レオンは、ドロップが柱を壊した原因だった事を告げ、
おしおきを受ける身構えをしたが、フランシスもリディアも、
ただ笑っているだけだった。
「ペットの暴走なら仕方ないよ。レオン、よく頑張ったな」
「そうですわレオン君。そして、クララちゃん…ありがとうね」
フランシスとリディアは、それぞれ右手の平から金色のメダルを1枚づつ出し、フランシスはレオンに、リディアはクララに手渡した。
『キュー♪(うおっしゃあ♪)』
「うおっしゃあ!!ありがとうフランシス先生!!」
「嬉しいです、ありがとうございます、リディア先生!!」
二人は頭を下げ、大喜びで教員室を去った。
残されたフランシスは、リディアを見た。
「しかしあの二人、本当に頑張りましたね」
リディアもフランシスを見た。
「本当に…やだ、涙出てきました…」
思わず泣きじゃくるリディアの肩を、フランシスはやさしく叩いた。

 その日の夕食後。

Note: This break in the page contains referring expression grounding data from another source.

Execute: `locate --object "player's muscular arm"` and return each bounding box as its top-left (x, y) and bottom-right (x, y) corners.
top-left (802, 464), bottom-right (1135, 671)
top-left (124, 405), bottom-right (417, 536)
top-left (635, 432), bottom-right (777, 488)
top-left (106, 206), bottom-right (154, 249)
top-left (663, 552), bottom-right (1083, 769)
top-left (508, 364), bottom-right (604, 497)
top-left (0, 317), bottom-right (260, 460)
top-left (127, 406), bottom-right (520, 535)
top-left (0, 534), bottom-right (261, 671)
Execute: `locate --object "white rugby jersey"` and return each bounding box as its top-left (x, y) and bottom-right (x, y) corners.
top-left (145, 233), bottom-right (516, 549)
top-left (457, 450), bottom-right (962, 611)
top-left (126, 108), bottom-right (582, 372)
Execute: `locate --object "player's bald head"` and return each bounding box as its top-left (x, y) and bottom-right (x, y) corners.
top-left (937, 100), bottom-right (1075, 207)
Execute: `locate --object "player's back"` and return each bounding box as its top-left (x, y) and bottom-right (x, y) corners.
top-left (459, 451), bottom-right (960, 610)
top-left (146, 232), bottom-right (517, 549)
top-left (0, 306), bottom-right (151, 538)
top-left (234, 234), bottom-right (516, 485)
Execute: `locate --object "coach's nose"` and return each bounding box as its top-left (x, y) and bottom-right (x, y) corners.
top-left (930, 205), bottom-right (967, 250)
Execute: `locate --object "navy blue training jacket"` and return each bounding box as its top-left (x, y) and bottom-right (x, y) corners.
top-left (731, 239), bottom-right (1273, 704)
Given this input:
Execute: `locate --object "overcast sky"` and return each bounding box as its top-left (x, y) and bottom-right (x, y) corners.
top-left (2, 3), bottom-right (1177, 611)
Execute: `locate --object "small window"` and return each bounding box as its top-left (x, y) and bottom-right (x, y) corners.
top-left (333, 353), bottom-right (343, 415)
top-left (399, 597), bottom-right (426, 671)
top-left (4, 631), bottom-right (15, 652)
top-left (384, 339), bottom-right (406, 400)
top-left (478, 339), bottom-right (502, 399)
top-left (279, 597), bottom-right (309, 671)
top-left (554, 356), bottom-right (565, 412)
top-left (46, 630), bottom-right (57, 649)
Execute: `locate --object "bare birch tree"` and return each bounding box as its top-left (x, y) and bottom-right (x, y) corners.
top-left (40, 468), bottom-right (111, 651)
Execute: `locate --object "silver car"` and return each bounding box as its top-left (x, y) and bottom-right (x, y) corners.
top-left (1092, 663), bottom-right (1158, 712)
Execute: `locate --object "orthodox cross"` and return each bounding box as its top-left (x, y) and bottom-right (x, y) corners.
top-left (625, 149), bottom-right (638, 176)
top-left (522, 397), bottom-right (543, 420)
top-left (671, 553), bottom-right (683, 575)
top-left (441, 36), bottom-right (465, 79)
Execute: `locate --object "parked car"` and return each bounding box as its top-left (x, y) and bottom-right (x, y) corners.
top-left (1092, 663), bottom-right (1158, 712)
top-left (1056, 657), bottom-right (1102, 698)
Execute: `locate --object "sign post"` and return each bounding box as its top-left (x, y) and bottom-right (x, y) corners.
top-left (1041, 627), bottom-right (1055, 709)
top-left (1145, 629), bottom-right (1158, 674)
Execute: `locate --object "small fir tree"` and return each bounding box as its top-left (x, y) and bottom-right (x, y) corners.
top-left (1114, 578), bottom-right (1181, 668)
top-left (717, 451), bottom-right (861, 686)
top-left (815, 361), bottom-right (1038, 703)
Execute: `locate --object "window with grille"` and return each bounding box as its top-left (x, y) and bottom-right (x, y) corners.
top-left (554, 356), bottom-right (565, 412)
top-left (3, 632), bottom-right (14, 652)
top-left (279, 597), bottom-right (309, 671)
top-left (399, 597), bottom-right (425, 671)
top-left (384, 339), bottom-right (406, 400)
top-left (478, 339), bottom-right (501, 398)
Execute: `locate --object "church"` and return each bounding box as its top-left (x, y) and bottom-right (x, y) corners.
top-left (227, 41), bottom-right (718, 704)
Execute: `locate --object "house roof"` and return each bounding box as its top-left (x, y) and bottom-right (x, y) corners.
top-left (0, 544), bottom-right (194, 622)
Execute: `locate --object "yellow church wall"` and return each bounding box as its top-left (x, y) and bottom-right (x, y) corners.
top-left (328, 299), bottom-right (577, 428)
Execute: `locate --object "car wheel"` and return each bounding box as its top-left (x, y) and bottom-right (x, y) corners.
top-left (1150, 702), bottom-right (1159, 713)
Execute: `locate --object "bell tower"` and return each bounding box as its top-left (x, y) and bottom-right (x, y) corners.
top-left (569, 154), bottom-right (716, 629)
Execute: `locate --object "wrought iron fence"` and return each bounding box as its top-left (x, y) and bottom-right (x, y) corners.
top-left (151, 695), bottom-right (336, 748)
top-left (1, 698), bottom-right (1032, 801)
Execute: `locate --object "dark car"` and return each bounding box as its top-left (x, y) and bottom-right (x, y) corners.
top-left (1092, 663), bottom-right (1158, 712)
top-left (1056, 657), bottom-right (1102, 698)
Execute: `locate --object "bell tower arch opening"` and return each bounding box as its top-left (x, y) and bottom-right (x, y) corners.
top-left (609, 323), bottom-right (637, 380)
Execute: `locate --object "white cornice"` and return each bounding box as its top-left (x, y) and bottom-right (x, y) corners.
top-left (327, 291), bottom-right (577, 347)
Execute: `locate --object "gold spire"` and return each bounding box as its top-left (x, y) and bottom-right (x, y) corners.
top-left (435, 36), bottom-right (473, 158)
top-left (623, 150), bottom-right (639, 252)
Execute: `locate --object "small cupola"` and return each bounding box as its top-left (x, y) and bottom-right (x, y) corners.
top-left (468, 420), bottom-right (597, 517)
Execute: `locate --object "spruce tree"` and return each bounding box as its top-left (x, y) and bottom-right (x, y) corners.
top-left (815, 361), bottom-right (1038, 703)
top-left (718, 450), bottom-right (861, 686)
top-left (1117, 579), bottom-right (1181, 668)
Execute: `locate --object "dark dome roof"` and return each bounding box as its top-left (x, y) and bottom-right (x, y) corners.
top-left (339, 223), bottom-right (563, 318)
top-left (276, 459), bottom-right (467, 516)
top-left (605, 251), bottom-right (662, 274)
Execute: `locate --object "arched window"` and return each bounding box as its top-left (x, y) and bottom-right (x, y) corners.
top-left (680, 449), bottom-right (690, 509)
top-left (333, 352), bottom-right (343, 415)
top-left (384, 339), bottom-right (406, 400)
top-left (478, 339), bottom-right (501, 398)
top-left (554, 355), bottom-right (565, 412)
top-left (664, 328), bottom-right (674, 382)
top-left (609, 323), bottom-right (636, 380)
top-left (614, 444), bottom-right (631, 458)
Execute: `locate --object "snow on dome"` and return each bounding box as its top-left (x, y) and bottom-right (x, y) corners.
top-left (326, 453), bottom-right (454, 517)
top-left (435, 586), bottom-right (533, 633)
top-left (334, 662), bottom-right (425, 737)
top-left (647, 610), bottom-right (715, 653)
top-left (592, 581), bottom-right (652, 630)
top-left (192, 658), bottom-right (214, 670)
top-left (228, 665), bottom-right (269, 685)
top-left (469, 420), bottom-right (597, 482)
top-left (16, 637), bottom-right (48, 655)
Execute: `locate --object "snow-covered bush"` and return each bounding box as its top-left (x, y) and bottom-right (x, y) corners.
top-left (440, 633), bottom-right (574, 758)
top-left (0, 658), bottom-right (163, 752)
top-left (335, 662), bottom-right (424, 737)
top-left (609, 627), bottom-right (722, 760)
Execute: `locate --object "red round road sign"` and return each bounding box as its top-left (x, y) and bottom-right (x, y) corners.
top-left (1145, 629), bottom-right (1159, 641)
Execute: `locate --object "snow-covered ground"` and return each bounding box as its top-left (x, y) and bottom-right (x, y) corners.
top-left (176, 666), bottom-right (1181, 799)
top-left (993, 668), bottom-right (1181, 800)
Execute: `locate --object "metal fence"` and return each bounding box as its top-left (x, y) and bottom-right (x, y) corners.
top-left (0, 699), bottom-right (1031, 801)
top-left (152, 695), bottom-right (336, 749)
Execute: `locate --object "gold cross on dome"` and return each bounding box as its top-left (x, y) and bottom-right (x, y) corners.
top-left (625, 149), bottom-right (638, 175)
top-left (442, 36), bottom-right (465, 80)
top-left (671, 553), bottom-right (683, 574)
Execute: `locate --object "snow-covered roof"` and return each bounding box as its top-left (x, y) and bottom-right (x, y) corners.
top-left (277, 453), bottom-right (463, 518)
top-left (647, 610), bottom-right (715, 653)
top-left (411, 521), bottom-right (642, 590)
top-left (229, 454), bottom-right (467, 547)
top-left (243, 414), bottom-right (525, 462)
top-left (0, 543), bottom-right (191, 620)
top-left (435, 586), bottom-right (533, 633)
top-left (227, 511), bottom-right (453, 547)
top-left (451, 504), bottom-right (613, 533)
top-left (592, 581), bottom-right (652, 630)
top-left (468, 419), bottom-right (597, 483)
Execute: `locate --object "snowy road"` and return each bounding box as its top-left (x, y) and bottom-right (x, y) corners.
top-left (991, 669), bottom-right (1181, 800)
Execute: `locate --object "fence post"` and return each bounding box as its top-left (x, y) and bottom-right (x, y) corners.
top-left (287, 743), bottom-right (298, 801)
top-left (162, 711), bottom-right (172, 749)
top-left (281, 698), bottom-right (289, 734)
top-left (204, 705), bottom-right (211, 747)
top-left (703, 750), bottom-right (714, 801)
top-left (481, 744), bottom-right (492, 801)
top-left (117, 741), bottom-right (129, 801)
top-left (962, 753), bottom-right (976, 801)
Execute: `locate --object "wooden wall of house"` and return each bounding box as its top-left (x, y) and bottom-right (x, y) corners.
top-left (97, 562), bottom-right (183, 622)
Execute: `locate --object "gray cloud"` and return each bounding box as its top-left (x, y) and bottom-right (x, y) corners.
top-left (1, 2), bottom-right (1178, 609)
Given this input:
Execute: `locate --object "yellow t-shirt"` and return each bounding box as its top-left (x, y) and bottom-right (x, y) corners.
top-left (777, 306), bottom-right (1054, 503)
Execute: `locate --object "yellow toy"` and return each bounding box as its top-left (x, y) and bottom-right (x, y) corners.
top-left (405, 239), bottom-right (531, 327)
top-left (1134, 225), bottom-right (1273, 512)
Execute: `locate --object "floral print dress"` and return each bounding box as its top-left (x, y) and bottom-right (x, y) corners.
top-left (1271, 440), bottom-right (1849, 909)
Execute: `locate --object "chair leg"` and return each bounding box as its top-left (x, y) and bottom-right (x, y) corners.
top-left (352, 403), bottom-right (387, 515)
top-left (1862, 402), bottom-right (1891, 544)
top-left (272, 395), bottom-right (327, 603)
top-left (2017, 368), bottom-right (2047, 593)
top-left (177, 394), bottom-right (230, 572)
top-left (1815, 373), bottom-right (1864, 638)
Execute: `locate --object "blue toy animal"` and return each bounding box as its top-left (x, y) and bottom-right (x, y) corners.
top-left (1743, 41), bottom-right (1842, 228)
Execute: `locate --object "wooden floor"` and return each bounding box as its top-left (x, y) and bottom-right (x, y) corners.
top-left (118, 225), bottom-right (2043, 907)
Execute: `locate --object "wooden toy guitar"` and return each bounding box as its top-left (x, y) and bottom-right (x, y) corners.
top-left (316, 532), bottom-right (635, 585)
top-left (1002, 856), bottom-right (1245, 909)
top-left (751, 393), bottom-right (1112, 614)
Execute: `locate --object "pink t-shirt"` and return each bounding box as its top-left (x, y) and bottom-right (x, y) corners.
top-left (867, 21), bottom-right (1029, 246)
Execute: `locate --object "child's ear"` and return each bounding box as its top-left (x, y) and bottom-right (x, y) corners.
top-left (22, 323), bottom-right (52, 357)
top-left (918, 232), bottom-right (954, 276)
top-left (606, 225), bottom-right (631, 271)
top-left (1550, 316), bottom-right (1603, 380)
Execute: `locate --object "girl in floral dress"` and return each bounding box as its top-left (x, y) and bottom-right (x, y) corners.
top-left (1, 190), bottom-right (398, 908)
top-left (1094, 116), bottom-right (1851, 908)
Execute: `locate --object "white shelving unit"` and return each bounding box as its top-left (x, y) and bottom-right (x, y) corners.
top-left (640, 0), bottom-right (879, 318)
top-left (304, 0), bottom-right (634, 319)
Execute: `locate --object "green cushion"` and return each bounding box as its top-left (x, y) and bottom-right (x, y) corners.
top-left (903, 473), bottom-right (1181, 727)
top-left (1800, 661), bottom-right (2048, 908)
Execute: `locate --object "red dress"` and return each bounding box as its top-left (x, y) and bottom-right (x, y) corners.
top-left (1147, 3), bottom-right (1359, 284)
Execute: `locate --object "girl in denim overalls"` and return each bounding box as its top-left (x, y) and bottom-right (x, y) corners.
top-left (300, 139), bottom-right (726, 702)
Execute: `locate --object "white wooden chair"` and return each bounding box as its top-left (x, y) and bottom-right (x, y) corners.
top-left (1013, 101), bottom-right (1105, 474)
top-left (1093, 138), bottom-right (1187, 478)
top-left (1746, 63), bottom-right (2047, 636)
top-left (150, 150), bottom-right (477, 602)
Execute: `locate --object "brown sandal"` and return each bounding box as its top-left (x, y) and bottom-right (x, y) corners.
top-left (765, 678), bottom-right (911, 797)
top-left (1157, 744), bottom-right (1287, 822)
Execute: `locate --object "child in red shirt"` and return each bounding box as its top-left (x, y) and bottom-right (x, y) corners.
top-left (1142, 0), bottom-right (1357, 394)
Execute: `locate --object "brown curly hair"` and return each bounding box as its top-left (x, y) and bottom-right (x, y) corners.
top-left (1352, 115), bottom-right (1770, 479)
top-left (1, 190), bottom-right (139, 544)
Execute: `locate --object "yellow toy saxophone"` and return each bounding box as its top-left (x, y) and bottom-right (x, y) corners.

全寮交流室で、クララはレオンを探していた。その時、廊下の反対側からレオンもやって来た。
「クララ、探したぞ」
「私もです、レオンさん。ちょっとバルコニーに出ませんか?」
「そうだな、星も綺麗だし」
「星…本当ですね…綺麗ですね…」
二人は室外にあるバルコニーに出て、ベンチに腰掛けた。夜風が二人を包む。クララは、レオンのブレザーを借りたままであった事を詫び、リボンタイと共に丁寧にたたんでレオンに手渡した。レオンはブレザーを羽織り、リボンタイをブレザーの胸ポケットにしまった。クララは頬を赤くして口を開いた。